The giants who dance under water
The hippopotamus is an enormous, semi-aquatic mammal with smooth, naked skin which lives in swampy areas, lakes, and rivers in Africa. Hippopotamus means ‘river horse’ in Greek, although the hippo is more closely related to a pig than a horse. It is the 3rd largest living land mammal, after the elephant and white rhino.
It has an inflated-looking body supported on short, relatively thin legs. The male weighs around 1,600-3,200 kg, and its height is about 140-165 cm whereas the female weighs 655-2,344 kg and is 130-145 cm high. It has a huge muzzle and eyes, nostrils, and small ears are placed high on head.
Its color is brown to gray-purple with pink underparts and creases; short bristles on head, back, and tail.
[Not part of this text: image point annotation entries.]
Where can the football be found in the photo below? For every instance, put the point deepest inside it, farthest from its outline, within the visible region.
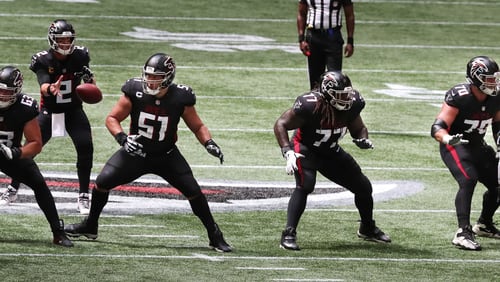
(89, 93)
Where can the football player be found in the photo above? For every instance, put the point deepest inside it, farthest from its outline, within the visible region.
(18, 114)
(59, 70)
(155, 106)
(467, 111)
(320, 118)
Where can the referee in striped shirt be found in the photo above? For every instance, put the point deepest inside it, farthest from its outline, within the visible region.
(319, 24)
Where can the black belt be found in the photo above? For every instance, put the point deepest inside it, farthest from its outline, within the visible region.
(328, 30)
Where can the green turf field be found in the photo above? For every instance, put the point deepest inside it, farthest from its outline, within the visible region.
(242, 60)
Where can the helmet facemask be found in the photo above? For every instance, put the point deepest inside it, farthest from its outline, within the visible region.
(483, 72)
(60, 47)
(490, 84)
(162, 67)
(147, 82)
(11, 84)
(61, 37)
(341, 99)
(337, 90)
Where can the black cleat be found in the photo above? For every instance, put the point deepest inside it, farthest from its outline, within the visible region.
(60, 237)
(465, 239)
(372, 233)
(81, 229)
(217, 241)
(288, 239)
(62, 240)
(486, 229)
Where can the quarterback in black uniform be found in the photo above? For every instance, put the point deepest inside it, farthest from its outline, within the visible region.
(468, 109)
(59, 70)
(320, 119)
(18, 114)
(155, 106)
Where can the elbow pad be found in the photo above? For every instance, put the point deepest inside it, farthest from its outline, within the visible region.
(438, 125)
(495, 127)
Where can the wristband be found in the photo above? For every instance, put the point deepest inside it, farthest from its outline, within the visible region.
(49, 92)
(16, 153)
(121, 138)
(285, 149)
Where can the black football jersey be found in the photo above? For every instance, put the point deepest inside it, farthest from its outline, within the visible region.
(473, 117)
(323, 137)
(13, 119)
(156, 120)
(45, 62)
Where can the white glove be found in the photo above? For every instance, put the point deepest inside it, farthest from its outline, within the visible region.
(10, 153)
(133, 147)
(363, 143)
(454, 140)
(291, 161)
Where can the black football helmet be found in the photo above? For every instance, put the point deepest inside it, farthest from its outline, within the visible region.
(483, 72)
(11, 84)
(337, 90)
(159, 64)
(61, 29)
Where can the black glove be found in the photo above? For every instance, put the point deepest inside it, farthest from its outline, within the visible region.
(214, 150)
(363, 143)
(86, 74)
(121, 138)
(133, 147)
(10, 153)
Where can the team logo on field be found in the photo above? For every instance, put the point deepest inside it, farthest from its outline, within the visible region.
(213, 42)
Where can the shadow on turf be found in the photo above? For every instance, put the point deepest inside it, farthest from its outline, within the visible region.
(359, 245)
(136, 245)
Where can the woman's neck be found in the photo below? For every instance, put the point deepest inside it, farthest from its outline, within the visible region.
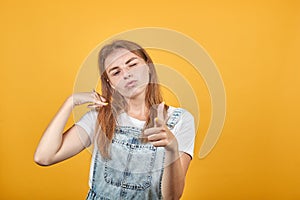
(137, 108)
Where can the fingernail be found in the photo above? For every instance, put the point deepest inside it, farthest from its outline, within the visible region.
(102, 98)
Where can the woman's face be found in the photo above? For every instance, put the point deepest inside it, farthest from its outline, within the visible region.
(127, 73)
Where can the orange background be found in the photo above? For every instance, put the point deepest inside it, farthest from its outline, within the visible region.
(254, 44)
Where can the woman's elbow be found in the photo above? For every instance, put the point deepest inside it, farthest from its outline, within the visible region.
(41, 160)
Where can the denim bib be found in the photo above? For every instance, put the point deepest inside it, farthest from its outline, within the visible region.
(135, 169)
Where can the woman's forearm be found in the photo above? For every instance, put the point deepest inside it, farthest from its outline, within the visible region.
(173, 177)
(52, 136)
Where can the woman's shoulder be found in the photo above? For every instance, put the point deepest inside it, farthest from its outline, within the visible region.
(181, 110)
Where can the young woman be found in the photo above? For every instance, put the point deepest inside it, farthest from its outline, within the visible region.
(142, 147)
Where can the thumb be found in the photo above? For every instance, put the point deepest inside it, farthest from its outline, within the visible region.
(159, 120)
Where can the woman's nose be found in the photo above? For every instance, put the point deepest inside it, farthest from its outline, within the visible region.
(127, 73)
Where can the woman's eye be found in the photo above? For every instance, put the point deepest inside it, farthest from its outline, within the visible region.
(115, 73)
(133, 64)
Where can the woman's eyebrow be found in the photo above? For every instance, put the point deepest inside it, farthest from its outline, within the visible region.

It also has mucous glands which secrete an oily red fluid that protects skin from sunburn and drying, and perhaps infection.
Hippos do not have sebaceous or sweat glands, spending most of the day in water or mud to stay cool. At night they exit at the water at the same spot to graze on vegetation.
A bull hippo's canines can grow to 70cm (28 in) long, and their mouths can open over 1 m (4 ft) wide! Hippos are extremely graceful in the water, despite their clumsy appearance on land. Their specific gravity allows them to sink to the bottom of rivers and literally walk or run along the bottom. Adult hippos are able to stay underwater for as long as 5 minutes.
The hippos advertise their territory by dung-showering on middens: the bull backs up to heap, simultaneously urinates and defecates backward, paddling excrement with its tail.
Your chances of seeing one in the wild
Historically, hippos have been found throughout all of sub-saharan Africa, but most populations have been reduced or exterminated. Now largely confined to protected areas it still survives in many major rivers and swamps. Good places to see it would be almost any park and reserve with sizeable lakes and rivers bordered by grassland.
In 1995 it was listed on CITES appendix II. One subspecies, Hippopotamus amphibius tschadensis, is listed as vulnerable on the IUCN 1996 Redlist.